Statu quo ou changement ? : les dix huit défis du gouvernement Abdelmalek Sellal

Abdelmalek Sellal vient d’être reconduit comme premier ministre : statut quo ou changement ? Les véritables enjeux commençant maintenant après l’élection présidentielle, l’Algérie devant faire face aux véritables problèmes dont la résolution impliquera avec l’amenuisement des recettes d’hydrocarbures de profonds ajustements politiques, économiques et sociaux.

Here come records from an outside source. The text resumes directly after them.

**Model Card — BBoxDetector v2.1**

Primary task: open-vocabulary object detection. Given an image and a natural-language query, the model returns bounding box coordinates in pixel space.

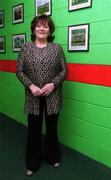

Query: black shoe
[26,169,34,176]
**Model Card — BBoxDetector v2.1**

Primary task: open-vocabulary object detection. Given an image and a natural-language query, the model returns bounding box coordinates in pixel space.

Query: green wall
[0,0,111,167]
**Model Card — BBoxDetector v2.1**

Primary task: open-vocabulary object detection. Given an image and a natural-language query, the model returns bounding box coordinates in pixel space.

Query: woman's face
[34,22,50,40]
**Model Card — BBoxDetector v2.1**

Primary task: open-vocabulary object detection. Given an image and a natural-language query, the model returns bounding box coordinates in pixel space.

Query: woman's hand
[41,83,54,96]
[29,84,42,96]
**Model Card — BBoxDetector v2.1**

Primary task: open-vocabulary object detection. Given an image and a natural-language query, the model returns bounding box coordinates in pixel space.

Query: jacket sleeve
[52,47,67,88]
[16,43,32,88]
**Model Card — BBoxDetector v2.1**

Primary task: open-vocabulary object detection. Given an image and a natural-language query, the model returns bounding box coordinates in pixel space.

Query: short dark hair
[31,14,55,42]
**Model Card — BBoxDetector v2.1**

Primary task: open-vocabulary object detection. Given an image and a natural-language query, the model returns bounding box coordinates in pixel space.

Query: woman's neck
[35,39,48,48]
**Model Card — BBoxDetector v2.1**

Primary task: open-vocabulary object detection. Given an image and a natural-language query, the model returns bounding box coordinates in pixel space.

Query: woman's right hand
[29,84,42,96]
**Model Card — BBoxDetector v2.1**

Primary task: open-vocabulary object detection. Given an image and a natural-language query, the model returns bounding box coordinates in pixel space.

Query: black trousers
[26,97,60,171]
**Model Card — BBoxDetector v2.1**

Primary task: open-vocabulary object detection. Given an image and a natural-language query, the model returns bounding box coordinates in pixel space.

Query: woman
[16,15,66,176]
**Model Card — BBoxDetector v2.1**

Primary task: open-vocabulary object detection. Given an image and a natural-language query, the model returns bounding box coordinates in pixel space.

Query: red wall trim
[67,64,111,86]
[0,60,111,86]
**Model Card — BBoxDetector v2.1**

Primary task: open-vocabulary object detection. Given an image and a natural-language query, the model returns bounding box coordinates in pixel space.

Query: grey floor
[0,113,111,180]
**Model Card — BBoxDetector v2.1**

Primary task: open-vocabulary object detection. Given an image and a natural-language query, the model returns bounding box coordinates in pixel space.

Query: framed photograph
[69,0,92,11]
[12,4,24,24]
[13,34,26,52]
[0,36,6,53]
[68,24,89,51]
[35,0,52,16]
[0,11,4,28]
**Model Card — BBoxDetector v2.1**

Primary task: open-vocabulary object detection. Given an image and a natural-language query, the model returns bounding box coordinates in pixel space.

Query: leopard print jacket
[16,42,67,115]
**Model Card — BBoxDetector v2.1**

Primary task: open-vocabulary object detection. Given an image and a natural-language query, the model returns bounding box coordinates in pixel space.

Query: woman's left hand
[41,83,54,96]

Verra-t-on une année blanche en 2014, se concentrant uniquement sur la révision constitutionnelle  et  distribuer la rente pour apaiser transitoirement le front social  avec une reconduction  de la majorité  des ministres  dont bon nombre ont prouvé leurs manques  de visions stratégiques  et d’autres impliqués directement ou indirectement dans des affaires de corruption  et ce, afin de gérer  les affaires courantes ? Ou   assistera-on à un profond réaménagement privilégiant l’avenir de l’Algérie et non les appétits partisans,  afin  de résoudre les problèmes fondamentaux  interdépendants au nombre de dix huit (18)  qui engagent l’avenir  tant de la société que de l’économie algérienne entre 2014/2020 ?

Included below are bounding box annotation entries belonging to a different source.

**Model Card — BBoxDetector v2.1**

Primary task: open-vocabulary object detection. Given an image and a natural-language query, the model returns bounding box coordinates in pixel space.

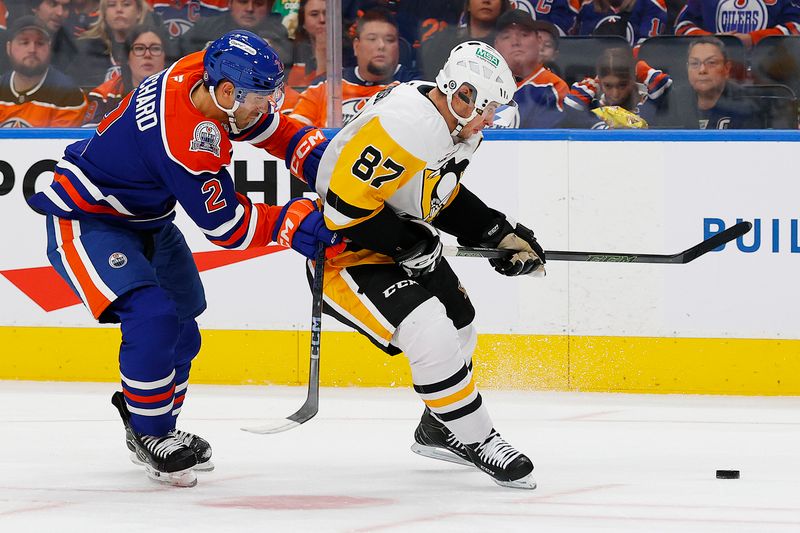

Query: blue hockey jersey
[29,52,322,249]
[675,0,800,44]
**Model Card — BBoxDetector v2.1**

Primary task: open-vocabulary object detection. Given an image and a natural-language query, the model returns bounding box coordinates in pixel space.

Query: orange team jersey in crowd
[291,67,415,128]
[0,67,86,128]
[83,74,125,126]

 1. Ne pas se  focaliser uniquement  sur la  révision de la Constitution, l’Algérie ayant les meilleurs lois du monde mais rarement appliquées, la mise en place opérationnelle de la bonne gouvernance, impliquant la refonte de l’Etat, basée  non sur des relations  personnalisées mais sur  un Etat de Droit, l’indépendance réelle de la justice, favoriser la pluralité  des  médias avec un code de déontologie  , la lutte contre la corruption qui détruit la cohésion du tissu social et  fait fuir les investisseurs potentiels  et donc la mise en place d’institutions, s’adaptant tant aux mutations mondiales que locales  tenant compte de notre  anthropologie culturelle.
 2. Fondamentalement  cela passe par un débat sur le futur rôle de l’Etat, loin  du système centralisé jacobin, afin de  réaliser  une transition vers une économie de marché à finalité sociale,  devant concilier efficacité et une profonde justice sociale.
 3. Combattre le système bureaucratique sclérosant  qui  décourage toute initiative créatrice, produisant  la sphère informelle   qui occupe plus de 50% de la superficie économique où tout se traite en cash  favorisant l’évasion fiscale, et plus de 52% d’emplois fonctionnant dans un  Etat de non Droit,   renvoyant à la refonte de l’Etat.  
 4.Le problème de la régionalisation économique à ne pas confondre avec l’accroissement du nombre de wilayas  et  le régionalisme, devant   renforcer  la symbiose Etat-citoyens à travers l’implication des collectivités locales, les candidats promettant toujours plus de dépenses publiques , notamment à travers  la création de nouvelles wilayas avec de nouveaux fonctionnaires alors qu’il s’agit de rationaliser la dépense,  de réaliser un regroupement autour de grands espaces économiques dont  le noyau sont des centres de formation professionnelles  et  des universités régionales  au sein d’éco-pôles régionaux afin de bâtir  des pôles d’excellence.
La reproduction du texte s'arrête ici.